Wiki resources

I had a collection of links on wikis, thought I would collect them here:

Tom Critchlow – Building a Digital Garden: How I built myself a simple wiki using folders and files and published using Jekyll (his personal wiki)

I liked this article because it makes it possible to have a wiki without a database

Tom Critchlow – Of Digital Streams, Campfires and Gardens – Building personal learning environments across the different time horizons of information consumption

Tom gives Twitter, blogging, and wikis as his examples for his title, also references the article below.

Mike Caufield – The Garden and the Stream: A TechnoPastoral

This 2015 article compares and contrasts wikis and blogs, with a focus on Federated Wiki (created by Ward Cunningham)

Frank McPherson – Site index page for his instance of Federated Wiki (also, his page on setting up Federated Wiki on your laptop)

Andy Sylvester – My instance of Federated Wiki (my New User Setup page)
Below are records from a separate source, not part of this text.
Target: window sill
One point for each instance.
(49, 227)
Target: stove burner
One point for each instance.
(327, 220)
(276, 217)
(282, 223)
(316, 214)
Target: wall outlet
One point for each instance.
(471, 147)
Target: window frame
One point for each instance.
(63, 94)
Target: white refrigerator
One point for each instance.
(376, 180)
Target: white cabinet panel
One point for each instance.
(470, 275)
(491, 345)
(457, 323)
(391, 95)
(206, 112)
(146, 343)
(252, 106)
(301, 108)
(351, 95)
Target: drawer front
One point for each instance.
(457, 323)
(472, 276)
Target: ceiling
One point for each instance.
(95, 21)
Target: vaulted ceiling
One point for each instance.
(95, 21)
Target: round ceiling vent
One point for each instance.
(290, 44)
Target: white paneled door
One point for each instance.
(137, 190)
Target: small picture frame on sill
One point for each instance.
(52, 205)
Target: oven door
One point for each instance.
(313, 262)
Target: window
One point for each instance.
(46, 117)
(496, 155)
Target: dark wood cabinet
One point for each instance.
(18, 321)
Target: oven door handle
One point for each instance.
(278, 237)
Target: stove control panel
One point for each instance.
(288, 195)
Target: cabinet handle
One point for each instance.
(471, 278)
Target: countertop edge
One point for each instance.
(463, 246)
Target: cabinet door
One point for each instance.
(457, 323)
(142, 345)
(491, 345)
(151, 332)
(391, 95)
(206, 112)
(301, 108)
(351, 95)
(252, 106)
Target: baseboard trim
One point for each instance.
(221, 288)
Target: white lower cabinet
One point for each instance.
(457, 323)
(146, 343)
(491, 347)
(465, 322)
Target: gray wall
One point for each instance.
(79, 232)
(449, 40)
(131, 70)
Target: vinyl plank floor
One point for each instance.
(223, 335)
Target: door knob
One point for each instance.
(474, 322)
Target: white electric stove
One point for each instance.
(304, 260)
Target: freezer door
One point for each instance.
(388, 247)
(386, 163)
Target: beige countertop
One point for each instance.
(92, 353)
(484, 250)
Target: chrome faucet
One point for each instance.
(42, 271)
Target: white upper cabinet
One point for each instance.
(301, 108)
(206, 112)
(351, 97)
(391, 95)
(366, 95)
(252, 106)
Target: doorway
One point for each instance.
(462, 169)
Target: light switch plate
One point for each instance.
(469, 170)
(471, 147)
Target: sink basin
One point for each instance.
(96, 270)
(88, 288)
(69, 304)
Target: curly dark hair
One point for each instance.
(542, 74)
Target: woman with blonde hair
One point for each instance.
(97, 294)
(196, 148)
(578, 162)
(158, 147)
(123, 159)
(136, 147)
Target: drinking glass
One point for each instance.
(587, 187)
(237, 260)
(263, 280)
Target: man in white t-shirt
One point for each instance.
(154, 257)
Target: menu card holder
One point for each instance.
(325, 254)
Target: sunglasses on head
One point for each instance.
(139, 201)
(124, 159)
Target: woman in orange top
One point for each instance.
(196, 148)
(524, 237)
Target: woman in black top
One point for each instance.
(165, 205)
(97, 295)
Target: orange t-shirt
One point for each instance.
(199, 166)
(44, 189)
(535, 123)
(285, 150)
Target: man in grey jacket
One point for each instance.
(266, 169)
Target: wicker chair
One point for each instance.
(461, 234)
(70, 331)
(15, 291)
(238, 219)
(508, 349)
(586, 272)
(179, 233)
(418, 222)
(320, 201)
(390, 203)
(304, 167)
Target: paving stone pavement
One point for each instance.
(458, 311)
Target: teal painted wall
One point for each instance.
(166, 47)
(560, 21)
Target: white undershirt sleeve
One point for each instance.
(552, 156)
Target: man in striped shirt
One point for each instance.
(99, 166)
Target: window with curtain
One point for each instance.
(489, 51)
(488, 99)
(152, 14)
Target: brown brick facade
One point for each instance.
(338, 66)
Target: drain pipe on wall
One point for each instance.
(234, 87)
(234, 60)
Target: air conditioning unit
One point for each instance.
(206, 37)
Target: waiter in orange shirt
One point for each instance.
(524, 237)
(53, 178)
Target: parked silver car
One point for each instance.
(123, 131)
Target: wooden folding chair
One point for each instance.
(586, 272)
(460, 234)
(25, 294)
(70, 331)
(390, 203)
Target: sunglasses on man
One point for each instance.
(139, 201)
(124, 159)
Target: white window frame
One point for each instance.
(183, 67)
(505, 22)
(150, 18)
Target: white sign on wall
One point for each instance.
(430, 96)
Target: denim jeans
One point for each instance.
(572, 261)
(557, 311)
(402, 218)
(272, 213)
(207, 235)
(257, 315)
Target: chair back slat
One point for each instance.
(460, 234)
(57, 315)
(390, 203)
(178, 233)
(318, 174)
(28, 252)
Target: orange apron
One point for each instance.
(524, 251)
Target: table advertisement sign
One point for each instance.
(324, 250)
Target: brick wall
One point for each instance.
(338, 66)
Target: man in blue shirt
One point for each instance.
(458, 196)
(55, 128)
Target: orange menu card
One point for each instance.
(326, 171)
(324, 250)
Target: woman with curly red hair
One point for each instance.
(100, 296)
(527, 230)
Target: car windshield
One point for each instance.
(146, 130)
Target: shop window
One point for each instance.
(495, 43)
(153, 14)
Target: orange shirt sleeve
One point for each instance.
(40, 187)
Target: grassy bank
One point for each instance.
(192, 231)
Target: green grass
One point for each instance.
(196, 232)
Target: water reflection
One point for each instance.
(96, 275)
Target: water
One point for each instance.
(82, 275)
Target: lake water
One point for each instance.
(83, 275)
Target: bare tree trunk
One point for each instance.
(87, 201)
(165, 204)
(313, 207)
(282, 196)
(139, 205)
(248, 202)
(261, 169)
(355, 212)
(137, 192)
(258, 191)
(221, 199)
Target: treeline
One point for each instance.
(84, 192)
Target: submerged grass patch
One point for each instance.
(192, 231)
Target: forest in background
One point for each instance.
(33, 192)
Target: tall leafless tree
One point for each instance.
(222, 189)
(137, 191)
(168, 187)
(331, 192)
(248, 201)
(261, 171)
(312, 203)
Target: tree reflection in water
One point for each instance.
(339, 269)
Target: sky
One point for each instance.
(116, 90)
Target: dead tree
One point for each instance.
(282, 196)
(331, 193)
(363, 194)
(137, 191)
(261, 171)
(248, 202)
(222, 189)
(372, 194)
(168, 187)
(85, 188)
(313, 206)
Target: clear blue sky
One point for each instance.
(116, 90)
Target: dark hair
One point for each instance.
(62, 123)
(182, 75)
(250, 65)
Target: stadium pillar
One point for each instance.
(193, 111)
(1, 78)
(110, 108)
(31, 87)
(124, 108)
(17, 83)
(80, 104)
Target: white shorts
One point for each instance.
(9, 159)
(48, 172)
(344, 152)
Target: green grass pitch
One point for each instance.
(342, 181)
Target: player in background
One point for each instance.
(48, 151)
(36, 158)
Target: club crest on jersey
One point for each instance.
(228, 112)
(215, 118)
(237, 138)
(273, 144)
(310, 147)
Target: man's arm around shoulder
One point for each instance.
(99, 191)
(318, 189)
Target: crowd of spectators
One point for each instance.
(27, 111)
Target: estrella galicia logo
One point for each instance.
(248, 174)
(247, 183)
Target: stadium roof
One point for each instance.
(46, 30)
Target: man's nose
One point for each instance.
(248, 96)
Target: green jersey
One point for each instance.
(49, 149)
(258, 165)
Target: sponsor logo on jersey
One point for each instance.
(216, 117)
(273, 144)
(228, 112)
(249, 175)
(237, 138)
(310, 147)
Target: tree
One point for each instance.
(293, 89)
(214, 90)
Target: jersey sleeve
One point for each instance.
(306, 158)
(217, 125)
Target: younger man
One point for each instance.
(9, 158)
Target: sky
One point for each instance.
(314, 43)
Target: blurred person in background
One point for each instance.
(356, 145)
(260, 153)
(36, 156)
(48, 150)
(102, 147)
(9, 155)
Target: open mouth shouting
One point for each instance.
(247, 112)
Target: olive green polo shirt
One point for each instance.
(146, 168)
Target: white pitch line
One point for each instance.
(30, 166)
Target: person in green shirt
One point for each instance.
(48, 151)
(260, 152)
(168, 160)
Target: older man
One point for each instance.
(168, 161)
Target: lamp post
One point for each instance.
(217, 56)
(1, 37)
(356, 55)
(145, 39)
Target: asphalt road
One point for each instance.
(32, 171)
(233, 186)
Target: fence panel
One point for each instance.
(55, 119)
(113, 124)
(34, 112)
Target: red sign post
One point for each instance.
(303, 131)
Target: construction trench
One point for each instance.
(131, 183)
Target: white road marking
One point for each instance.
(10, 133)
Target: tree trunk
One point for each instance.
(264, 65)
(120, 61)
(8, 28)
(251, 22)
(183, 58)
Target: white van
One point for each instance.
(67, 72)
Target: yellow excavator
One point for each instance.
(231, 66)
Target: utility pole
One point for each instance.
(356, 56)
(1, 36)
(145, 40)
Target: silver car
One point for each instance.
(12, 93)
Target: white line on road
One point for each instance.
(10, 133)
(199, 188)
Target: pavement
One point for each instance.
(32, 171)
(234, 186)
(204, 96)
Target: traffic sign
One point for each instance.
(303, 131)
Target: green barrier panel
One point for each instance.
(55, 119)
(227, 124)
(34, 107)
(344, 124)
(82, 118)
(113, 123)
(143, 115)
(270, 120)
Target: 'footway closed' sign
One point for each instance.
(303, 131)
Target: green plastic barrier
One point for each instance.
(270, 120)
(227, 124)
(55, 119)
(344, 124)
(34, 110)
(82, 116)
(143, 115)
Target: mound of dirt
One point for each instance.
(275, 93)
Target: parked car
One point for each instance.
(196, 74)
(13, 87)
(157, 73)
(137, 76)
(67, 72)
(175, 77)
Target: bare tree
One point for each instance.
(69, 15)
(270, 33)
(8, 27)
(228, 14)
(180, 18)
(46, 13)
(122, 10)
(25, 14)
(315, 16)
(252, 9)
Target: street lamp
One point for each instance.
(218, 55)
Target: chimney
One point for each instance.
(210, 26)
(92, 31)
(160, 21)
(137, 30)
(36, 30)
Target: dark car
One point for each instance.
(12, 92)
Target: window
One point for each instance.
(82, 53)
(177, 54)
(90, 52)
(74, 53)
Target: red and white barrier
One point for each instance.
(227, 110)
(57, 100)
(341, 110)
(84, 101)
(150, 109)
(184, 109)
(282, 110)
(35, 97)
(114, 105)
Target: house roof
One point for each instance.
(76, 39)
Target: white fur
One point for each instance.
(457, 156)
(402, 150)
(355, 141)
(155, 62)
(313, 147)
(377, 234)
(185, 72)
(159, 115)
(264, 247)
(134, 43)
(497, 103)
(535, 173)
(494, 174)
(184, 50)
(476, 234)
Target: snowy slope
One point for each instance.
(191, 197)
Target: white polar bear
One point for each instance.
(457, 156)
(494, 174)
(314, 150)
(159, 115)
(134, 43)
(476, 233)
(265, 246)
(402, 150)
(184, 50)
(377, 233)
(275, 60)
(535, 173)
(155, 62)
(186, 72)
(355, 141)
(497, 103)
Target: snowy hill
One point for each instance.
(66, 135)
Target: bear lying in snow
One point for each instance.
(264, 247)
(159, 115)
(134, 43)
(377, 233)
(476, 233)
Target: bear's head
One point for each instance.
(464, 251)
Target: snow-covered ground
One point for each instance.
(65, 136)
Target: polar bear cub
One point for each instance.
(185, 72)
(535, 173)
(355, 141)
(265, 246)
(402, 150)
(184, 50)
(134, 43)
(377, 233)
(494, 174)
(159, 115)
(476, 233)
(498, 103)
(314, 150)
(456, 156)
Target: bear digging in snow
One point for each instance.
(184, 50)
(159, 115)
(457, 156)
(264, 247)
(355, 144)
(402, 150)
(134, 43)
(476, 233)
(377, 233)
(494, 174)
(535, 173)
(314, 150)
Rudimentary Lathe – Jack Baty’s hosted instance of TiddlyWiki

TiddlyWiki – Main site to download your own copy

Chris Aldrich – Summary of Indieweb pop-up session on The Garden and The Stream (includes notes and video)

 

Knowledge wiki examples

Chris Aldrich posted about an interesting knowledge wiki using Github as the storage of the original content and using Gitbook to render the content. I have a federated wiki instance I have been using for some topics. Chris Aldrich also mentions that his own site serves as a commonplace book, capturing information that interests him. I think this variety of tools and practices is good to see. I have used a weblog in the work environment as a knowledge capture tool, then migrating some content to a wiki. My main observation is a common one: you get out of it what you put into it. If you don’t do much, any tool you use will not be very helpful. If you contribute content on a regular basis, the value will grow and grow over time. Which will you choose?

Doing a local install of Federated Wiki

Earlier this week, I installed the latest version of NodeJS and NPM (https://nodejs.org/en/) . I am going to try to install wiki on my Windows laptop.

Per this page (https://www.npmjs.com/package/wiki), I started Node.js command prompt and entered the following command:

npm install -g wiki

I then opened a browser tab and went to http://localhost:3000 and was able to see the Welcome Visitors page:

To be able to see the journal icons and be able to make edits, I clicked on the word “wiki” at the bottom of the page. After doing that, I saw a check mark appear next to the word, and I was able to make and save edits. It still looked like there is a yellow background to the pages. In the past, I thought that meant that changes would not be saved, but I will need to look into that more.

Next steps – look at getting wiki source code and running that so I can make local changes.